Dan Devine, that well-named but peculiar fellow whose era fell between Parseghian's and Faust's, won a national championship and two Cotton Bowls. But he lacked the style that this rumpled Cincinnati missionary, with his high-decibel enthusiasm and 174-17-2 prep record, had in spades. The faithful were ready to love Faust before they ever heard his wonderfully hoarse voice, more like Andy Devine's than Dan's, and impressions of Faust were hardly damaged by the news that he had been whistling the Notre Dame fight song since the age of ten. Besides, despite a devoutness at Moeller High that extended to leading sideline "Hail Marys," he had shown no qualms about grinding his Crusaders' boots into overmatched opponents' necks.

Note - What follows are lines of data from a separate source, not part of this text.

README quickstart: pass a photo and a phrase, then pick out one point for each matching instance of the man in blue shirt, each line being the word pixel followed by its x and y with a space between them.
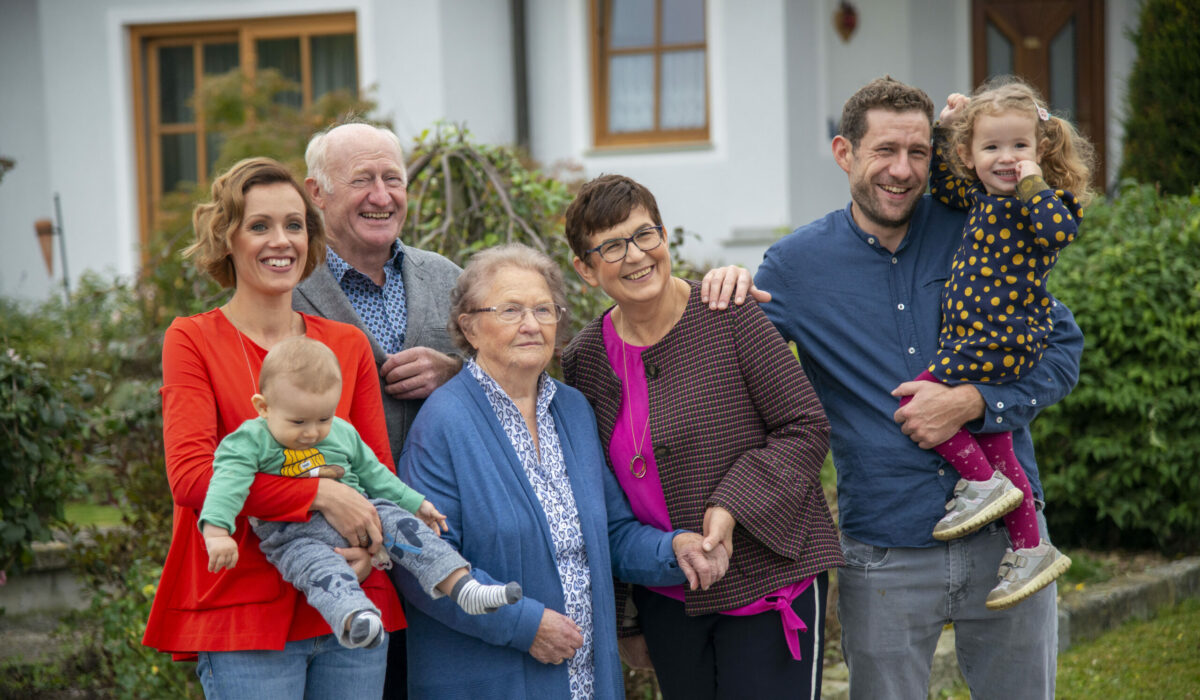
pixel 859 293
pixel 397 295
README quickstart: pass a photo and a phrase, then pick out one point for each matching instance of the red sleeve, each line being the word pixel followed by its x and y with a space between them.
pixel 201 405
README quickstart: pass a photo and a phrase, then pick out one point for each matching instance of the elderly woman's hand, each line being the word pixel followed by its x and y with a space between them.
pixel 702 568
pixel 557 638
pixel 349 513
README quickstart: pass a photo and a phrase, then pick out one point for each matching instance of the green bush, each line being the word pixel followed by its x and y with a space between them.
pixel 1119 456
pixel 41 430
pixel 1162 139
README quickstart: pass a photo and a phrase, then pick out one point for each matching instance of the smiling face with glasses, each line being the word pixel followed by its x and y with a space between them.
pixel 630 261
pixel 514 327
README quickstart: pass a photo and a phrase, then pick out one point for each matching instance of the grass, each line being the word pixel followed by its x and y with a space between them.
pixel 84 514
pixel 1149 659
pixel 1156 658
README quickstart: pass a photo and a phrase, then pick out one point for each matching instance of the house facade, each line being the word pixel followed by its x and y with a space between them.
pixel 724 108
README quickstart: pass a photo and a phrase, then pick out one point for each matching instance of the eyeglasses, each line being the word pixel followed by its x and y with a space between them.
pixel 544 313
pixel 616 249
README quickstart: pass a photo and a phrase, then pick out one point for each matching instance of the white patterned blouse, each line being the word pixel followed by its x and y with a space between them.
pixel 547 476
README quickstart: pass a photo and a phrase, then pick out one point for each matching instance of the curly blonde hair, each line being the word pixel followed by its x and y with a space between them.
pixel 1067 157
pixel 216 221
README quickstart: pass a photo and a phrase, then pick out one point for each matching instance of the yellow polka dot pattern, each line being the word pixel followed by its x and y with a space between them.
pixel 995 306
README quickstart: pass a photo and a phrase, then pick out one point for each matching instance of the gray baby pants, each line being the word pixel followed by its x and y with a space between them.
pixel 304 555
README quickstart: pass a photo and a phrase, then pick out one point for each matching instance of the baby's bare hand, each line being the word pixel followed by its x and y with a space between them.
pixel 222 552
pixel 954 105
pixel 1026 168
pixel 432 516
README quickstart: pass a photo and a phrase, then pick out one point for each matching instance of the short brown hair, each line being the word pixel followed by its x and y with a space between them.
pixel 604 203
pixel 216 221
pixel 483 268
pixel 307 364
pixel 883 93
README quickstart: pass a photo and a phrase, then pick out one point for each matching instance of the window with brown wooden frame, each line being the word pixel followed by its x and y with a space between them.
pixel 649 72
pixel 171 63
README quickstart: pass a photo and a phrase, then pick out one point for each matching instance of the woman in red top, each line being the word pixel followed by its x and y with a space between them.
pixel 252 634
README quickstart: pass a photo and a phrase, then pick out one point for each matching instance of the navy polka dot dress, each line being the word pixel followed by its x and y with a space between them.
pixel 995 306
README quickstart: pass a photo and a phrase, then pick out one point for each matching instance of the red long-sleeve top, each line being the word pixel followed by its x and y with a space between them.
pixel 210 371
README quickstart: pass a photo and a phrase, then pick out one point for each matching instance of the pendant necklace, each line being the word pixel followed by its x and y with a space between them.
pixel 637 462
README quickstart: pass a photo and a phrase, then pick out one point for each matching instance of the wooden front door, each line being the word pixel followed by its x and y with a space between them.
pixel 1055 45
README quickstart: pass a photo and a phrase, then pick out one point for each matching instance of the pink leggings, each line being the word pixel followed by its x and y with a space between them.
pixel 976 456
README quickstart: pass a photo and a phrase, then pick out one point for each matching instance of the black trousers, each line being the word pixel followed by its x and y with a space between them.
pixel 727 657
pixel 395 683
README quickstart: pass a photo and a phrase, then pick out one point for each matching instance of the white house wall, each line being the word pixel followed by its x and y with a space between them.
pixel 738 180
pixel 778 76
pixel 67 113
pixel 25 191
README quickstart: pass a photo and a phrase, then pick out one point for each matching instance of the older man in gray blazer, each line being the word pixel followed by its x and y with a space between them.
pixel 399 295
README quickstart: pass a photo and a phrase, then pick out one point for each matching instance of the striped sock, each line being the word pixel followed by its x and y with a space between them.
pixel 478 599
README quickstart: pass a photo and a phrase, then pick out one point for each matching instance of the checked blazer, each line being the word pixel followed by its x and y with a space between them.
pixel 736 424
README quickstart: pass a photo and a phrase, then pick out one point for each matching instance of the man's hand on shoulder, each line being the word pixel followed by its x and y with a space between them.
pixel 417 371
pixel 936 411
pixel 731 281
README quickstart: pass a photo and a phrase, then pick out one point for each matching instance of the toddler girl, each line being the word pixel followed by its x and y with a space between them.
pixel 1013 166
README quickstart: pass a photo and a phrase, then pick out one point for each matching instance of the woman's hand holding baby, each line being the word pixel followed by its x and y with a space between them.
pixel 222 548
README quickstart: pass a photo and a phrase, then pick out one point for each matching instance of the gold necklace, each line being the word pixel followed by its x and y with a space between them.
pixel 637 462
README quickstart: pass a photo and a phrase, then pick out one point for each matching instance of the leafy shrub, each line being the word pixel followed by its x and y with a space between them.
pixel 1162 143
pixel 1119 456
pixel 41 429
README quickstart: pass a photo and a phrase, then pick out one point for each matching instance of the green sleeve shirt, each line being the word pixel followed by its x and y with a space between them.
pixel 251 450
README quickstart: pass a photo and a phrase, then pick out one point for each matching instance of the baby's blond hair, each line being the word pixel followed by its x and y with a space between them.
pixel 1067 156
pixel 307 364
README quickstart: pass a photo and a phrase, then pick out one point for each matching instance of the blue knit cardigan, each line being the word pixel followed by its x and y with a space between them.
pixel 459 455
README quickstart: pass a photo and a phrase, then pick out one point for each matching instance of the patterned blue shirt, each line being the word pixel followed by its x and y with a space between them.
pixel 547 476
pixel 382 309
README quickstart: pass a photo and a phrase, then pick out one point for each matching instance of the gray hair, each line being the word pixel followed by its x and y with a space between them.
pixel 481 269
pixel 315 156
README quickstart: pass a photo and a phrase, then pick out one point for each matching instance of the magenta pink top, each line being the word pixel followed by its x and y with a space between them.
pixel 631 438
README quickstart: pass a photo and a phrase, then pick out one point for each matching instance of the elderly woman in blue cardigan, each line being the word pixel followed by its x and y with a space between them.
pixel 513 459
pixel 709 424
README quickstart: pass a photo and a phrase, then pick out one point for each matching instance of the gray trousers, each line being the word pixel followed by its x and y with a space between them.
pixel 304 555
pixel 893 604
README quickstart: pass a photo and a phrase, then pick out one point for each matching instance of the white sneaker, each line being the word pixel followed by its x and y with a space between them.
pixel 977 503
pixel 1025 572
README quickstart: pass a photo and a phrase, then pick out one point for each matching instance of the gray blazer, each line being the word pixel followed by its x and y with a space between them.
pixel 429 279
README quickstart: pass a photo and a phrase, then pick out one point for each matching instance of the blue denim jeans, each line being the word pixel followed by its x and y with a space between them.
pixel 894 602
pixel 313 669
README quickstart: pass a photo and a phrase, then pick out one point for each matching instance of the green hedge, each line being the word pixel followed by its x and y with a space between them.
pixel 1120 455
pixel 1162 129
pixel 42 426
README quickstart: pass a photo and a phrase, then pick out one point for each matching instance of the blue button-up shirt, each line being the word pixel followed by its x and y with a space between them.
pixel 865 319
pixel 382 309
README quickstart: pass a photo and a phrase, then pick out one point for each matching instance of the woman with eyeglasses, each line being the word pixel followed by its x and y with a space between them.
pixel 513 459
pixel 708 423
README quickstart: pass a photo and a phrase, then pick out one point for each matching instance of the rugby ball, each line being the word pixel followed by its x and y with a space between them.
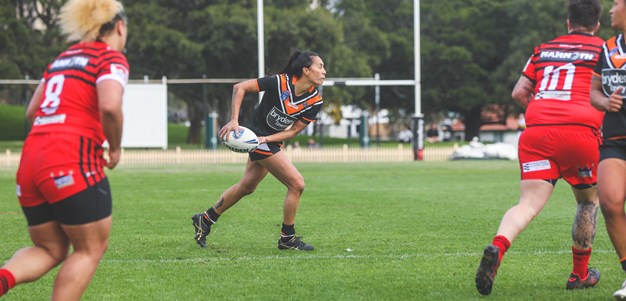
pixel 243 140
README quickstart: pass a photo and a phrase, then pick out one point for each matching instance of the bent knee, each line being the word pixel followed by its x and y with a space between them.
pixel 246 189
pixel 612 209
pixel 58 252
pixel 297 185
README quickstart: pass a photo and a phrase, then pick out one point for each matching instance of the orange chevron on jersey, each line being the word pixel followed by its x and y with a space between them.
pixel 286 97
pixel 617 57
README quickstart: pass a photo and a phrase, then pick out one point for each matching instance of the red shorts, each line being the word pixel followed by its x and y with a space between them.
pixel 55 166
pixel 553 152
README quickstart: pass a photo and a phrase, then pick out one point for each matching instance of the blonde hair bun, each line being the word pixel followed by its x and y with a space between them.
pixel 81 19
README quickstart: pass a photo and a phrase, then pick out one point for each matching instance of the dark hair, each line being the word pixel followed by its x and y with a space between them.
pixel 106 27
pixel 297 61
pixel 584 13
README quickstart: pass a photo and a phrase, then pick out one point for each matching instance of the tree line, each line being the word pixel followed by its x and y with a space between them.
pixel 472 51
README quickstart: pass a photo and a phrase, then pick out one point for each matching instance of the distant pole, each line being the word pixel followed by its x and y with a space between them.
pixel 260 40
pixel 418 119
pixel 377 101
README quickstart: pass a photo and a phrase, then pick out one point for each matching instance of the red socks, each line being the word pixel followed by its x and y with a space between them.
pixel 503 244
pixel 581 261
pixel 7 281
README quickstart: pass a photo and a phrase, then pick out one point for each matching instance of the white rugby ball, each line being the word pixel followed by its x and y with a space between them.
pixel 243 140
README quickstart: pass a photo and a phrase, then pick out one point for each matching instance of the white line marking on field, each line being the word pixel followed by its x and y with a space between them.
pixel 338 256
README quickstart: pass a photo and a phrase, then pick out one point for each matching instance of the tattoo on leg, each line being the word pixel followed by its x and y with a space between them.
pixel 584 228
pixel 219 203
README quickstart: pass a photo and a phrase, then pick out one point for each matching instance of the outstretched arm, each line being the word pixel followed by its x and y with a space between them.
pixel 523 91
pixel 239 91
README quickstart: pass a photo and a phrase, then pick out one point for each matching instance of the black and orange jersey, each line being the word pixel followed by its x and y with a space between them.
pixel 69 100
pixel 612 69
pixel 561 71
pixel 280 107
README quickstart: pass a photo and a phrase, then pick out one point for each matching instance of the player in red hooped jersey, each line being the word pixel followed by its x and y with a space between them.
pixel 291 101
pixel 561 140
pixel 61 185
pixel 607 92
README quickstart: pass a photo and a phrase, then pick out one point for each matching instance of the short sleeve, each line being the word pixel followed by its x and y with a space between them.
pixel 113 65
pixel 311 114
pixel 529 69
pixel 597 70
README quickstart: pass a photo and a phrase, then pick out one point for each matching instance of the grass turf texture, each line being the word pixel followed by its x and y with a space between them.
pixel 416 232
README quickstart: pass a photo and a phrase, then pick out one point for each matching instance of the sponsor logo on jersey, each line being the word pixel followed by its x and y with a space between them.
pixel 536 165
pixel 612 79
pixel 570 46
pixel 52 119
pixel 120 71
pixel 69 63
pixel 278 120
pixel 585 171
pixel 566 56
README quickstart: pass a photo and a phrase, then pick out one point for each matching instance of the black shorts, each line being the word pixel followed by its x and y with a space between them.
pixel 613 149
pixel 89 205
pixel 265 150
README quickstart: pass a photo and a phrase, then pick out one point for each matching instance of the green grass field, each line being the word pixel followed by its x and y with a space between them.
pixel 382 232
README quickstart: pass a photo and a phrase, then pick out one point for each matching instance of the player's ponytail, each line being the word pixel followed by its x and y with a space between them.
pixel 85 20
pixel 298 60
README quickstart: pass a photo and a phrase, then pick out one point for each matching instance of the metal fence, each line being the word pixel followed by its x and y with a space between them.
pixel 343 154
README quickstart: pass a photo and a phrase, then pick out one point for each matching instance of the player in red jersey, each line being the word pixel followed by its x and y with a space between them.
pixel 607 92
pixel 291 101
pixel 560 141
pixel 61 186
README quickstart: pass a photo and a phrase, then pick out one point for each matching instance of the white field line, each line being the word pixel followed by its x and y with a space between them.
pixel 309 256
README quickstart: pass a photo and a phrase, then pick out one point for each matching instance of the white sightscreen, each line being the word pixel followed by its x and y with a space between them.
pixel 145 116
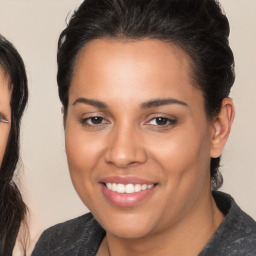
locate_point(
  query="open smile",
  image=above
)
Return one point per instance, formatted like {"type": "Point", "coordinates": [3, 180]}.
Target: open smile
{"type": "Point", "coordinates": [127, 192]}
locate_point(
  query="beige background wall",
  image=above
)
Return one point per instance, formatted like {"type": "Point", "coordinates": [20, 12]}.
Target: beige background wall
{"type": "Point", "coordinates": [33, 26]}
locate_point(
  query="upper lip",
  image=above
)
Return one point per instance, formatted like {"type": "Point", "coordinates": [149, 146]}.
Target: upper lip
{"type": "Point", "coordinates": [126, 180]}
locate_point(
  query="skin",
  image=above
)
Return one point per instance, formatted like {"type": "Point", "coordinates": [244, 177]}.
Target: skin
{"type": "Point", "coordinates": [5, 112]}
{"type": "Point", "coordinates": [129, 142]}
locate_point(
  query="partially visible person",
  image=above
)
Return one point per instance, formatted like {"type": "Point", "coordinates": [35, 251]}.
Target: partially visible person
{"type": "Point", "coordinates": [13, 99]}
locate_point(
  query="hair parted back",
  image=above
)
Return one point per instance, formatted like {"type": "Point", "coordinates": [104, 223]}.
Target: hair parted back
{"type": "Point", "coordinates": [12, 207]}
{"type": "Point", "coordinates": [198, 27]}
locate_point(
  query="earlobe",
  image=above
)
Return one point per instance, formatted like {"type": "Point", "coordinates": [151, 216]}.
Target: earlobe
{"type": "Point", "coordinates": [221, 127]}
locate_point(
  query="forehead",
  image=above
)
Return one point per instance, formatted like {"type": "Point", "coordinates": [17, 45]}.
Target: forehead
{"type": "Point", "coordinates": [132, 70]}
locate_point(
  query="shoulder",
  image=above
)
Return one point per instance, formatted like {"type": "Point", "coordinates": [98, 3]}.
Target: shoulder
{"type": "Point", "coordinates": [236, 235]}
{"type": "Point", "coordinates": [79, 236]}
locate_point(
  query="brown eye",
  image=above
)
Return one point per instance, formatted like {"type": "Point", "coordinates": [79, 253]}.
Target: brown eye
{"type": "Point", "coordinates": [161, 121]}
{"type": "Point", "coordinates": [96, 120]}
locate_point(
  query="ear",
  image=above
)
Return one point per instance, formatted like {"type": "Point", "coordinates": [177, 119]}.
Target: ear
{"type": "Point", "coordinates": [221, 127]}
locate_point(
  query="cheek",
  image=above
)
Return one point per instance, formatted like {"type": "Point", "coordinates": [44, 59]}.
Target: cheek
{"type": "Point", "coordinates": [83, 154]}
{"type": "Point", "coordinates": [184, 155]}
{"type": "Point", "coordinates": [4, 134]}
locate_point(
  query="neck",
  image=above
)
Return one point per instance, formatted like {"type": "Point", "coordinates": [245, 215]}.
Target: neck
{"type": "Point", "coordinates": [187, 237]}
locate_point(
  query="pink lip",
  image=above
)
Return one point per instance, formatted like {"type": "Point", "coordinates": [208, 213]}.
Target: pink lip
{"type": "Point", "coordinates": [126, 180]}
{"type": "Point", "coordinates": [125, 199]}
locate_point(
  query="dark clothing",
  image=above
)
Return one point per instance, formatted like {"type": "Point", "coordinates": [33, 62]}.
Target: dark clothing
{"type": "Point", "coordinates": [236, 236]}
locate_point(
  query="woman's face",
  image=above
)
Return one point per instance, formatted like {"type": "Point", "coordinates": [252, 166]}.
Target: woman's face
{"type": "Point", "coordinates": [138, 141]}
{"type": "Point", "coordinates": [5, 113]}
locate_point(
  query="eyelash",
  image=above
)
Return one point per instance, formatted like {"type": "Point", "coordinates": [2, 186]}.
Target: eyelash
{"type": "Point", "coordinates": [167, 122]}
{"type": "Point", "coordinates": [85, 121]}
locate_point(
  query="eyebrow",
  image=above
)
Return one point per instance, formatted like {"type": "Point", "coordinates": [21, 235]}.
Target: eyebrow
{"type": "Point", "coordinates": [145, 105]}
{"type": "Point", "coordinates": [95, 103]}
{"type": "Point", "coordinates": [161, 102]}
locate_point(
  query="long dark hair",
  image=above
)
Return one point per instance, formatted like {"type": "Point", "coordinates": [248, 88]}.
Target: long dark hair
{"type": "Point", "coordinates": [12, 207]}
{"type": "Point", "coordinates": [198, 27]}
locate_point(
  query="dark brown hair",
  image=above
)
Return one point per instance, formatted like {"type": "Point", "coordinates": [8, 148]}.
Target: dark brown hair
{"type": "Point", "coordinates": [198, 27]}
{"type": "Point", "coordinates": [12, 207]}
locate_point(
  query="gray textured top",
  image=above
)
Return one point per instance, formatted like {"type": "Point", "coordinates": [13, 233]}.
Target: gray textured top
{"type": "Point", "coordinates": [82, 236]}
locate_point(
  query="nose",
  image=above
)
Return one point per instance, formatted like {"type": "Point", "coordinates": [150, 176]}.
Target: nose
{"type": "Point", "coordinates": [125, 148]}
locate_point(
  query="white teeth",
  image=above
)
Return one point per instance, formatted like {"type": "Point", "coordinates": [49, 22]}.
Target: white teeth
{"type": "Point", "coordinates": [120, 188]}
{"type": "Point", "coordinates": [129, 188]}
{"type": "Point", "coordinates": [144, 186]}
{"type": "Point", "coordinates": [109, 185]}
{"type": "Point", "coordinates": [114, 187]}
{"type": "Point", "coordinates": [137, 188]}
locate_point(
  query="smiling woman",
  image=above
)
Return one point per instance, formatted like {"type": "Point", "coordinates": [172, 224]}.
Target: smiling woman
{"type": "Point", "coordinates": [13, 99]}
{"type": "Point", "coordinates": [144, 87]}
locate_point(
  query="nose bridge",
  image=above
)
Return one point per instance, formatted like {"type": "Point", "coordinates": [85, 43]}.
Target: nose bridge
{"type": "Point", "coordinates": [125, 145]}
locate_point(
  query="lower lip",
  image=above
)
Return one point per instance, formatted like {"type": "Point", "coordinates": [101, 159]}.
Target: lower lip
{"type": "Point", "coordinates": [126, 199]}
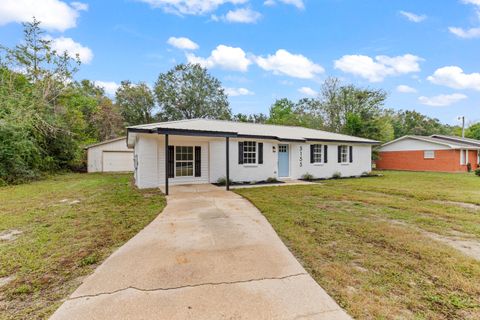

After Faust won his first college game against Louisiana State University, Notre Dame was instantly installed as the No. 1 team in the country. Athletic Director Gene Corrigan recalls "people seriously wondering if we would ever lose again." But against Michigan the following week the contrasts between high school and college football began to show, and soon Faust was found wanting even in the Pat O'Brien department. Once, in a burst of madness, an alumnus sprang onto the field at half time. The Irish were leading Michigan State by the unsatisfactory score of 11-0. "You're going to have to show more imagination than running off tackle," he collared and admonished Faust, who gathered him around the waist and said, "Come with me. It's O.K., come with me. I'd like you to talk to the team at half time."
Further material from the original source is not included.